Colorado’s Regional Air Quality Council (RAQC) has formed an Indirect Sources Technical Work Group to explore the development of an ISR targeting warehouses and potentially retail sales facilities. The goal is to reduce pollution from high-traffic locations that attract mobile sources of pollution. The work group is reviewing existing ISRs in other regions and assessing the potential benefits and challenges of establishing similar programs in the Denver Metro/North Front Range area.

New Jersey – Legislative Proposal

New Jersey Senate Bill S3546, introduced on September 12, 2024, would require certain high-traffic facilities, including warehouses, to obtain permits from the Department of Environmental Protection (DEP) and annually implement measures to reduce air pollution caused by the facility. The bill aims to address pollution from facilities that generate significant truck traffic, particularly in overburdened communities. It appears to draw from California’s SCAQMD Rule 2305 and seeks to implement similar indirect source review programs to mitigate emissions associated with warehouse operations.

What Does This Mean for Businesses?

Companies operating logistics and warehouse facilities — especially those with a national footprint or that do business in any of the states discussed above — should closely monitor these emerging ISR trends and rule developments. Compliance with these proposals may require:

  • Increased costs for required mitigation and reduction measures.
  • Operational changes to reduce vehicle trips and emissions.
  • New permitting and reporting obligations.
  • Engagement with regulators and policymakers to inform rule design.

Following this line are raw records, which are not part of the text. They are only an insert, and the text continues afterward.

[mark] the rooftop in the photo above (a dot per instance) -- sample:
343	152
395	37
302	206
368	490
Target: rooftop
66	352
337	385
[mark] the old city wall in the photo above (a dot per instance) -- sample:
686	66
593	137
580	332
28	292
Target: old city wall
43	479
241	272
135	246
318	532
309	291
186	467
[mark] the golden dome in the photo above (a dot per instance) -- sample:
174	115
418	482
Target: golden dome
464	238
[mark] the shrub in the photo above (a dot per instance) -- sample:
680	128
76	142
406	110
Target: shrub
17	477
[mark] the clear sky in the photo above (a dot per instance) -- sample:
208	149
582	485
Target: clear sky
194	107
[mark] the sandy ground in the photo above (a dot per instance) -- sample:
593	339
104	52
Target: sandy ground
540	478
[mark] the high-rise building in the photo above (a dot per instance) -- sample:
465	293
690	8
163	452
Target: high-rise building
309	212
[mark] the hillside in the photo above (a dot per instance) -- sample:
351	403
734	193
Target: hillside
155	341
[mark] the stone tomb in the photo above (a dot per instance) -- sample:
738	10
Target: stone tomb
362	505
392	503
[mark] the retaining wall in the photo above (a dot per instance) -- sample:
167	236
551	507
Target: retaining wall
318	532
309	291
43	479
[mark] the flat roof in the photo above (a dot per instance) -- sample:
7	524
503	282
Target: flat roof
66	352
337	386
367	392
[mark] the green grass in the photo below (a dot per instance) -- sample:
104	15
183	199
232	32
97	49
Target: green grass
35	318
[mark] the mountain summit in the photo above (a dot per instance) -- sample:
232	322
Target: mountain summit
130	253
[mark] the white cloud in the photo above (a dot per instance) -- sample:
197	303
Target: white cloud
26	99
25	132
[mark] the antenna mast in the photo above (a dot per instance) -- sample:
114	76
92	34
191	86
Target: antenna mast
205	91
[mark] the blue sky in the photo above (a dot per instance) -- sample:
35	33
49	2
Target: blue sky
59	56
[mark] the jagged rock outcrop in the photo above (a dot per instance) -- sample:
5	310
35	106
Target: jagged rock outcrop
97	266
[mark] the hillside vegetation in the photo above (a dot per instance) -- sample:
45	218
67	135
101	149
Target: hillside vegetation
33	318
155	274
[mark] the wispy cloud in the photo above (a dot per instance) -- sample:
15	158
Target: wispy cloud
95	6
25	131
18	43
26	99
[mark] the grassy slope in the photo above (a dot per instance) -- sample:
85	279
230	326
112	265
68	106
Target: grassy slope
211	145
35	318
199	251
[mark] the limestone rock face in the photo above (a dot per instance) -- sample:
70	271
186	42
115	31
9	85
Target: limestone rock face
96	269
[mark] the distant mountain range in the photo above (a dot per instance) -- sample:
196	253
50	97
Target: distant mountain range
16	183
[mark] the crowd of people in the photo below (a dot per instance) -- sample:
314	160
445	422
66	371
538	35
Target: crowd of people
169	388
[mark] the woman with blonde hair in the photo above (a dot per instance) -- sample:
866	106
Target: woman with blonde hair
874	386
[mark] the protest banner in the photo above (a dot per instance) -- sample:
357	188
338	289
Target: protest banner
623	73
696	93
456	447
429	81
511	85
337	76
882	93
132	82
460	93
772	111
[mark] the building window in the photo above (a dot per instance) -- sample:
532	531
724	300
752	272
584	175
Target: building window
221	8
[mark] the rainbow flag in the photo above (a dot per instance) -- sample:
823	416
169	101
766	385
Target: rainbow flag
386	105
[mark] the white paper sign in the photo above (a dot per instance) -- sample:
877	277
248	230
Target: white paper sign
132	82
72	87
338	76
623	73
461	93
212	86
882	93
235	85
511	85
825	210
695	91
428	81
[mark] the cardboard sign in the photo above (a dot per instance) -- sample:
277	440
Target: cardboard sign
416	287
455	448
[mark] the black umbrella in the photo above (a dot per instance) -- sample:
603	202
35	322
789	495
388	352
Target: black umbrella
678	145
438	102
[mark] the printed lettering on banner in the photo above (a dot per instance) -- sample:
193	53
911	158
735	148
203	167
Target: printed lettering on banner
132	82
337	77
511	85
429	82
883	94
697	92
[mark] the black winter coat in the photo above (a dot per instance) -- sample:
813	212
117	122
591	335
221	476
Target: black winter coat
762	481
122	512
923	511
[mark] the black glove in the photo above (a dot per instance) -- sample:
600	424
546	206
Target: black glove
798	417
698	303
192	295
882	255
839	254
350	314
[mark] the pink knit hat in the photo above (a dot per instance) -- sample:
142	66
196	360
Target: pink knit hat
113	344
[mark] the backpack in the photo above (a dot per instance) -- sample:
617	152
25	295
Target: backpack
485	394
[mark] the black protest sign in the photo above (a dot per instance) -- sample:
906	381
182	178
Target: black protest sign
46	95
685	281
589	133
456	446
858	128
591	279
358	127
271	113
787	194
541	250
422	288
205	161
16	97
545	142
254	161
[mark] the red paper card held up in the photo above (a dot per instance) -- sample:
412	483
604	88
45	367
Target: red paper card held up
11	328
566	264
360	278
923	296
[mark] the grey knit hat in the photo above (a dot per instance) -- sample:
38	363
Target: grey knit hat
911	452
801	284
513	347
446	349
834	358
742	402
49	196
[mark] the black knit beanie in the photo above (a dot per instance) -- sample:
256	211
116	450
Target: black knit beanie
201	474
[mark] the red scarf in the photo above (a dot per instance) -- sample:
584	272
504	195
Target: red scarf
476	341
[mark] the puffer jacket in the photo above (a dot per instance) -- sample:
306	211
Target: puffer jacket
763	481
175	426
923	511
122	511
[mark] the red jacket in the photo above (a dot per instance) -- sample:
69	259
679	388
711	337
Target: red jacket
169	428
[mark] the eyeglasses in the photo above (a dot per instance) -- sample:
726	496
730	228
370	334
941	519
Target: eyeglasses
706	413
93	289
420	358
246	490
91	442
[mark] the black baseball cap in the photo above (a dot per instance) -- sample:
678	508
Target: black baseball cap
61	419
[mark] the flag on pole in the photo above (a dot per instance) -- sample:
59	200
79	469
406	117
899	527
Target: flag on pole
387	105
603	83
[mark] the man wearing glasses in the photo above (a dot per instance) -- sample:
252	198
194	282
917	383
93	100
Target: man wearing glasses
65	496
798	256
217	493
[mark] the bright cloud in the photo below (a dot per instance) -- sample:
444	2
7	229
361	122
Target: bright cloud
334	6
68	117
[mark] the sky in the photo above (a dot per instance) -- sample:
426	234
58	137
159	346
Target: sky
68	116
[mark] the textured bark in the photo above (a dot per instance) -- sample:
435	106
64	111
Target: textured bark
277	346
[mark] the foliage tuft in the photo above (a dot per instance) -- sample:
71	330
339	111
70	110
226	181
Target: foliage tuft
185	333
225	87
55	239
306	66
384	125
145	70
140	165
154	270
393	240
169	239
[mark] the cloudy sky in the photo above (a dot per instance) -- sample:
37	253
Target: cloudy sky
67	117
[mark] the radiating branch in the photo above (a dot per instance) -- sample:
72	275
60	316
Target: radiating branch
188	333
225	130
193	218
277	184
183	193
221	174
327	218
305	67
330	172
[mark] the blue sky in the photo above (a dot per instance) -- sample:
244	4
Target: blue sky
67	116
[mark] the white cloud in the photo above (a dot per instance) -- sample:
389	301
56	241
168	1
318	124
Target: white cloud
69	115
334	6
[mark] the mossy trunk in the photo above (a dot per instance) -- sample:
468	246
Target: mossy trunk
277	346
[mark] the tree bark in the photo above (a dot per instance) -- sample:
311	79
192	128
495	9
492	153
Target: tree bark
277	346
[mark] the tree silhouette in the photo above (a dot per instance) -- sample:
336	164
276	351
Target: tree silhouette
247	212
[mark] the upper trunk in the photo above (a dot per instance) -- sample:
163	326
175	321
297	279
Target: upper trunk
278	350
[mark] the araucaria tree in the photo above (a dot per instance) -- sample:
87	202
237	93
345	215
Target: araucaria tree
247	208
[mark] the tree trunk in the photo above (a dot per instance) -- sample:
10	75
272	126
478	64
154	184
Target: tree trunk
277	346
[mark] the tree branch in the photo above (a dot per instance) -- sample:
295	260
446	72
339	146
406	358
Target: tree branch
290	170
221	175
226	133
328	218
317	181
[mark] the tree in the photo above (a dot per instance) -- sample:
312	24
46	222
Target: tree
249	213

Many of the proposed rules emphasize reducing pollution in overburdened communities and focus enforcement on facilities located in or impacting disadvantaged communities. Businesses may accordingly face increasing scrutiny of their supply chains and transportation logistics, especially in areas that already see high truck traffic.

Looking Ahead

While California’s statewide ISR legislation and New York’s bill are still in development, both signal a strong push by states to regulate mobile source emissions associated with warehouse operations. Similarly, Colorado and New Jersey are considering measures that could significantly impact warehouse and logistics operations within their jurisdictions. These policies, if adopted, would represent a new layer of environmental compliance with potentially significant business impacts for facilities. Companies should begin preparing for this regulatory shift and consider participating in public comment processes.

This post is as of the posting date stated above. Sidley Austin LLP assumes no duty to update this post or post about any subsequent developments having a bearing on this post.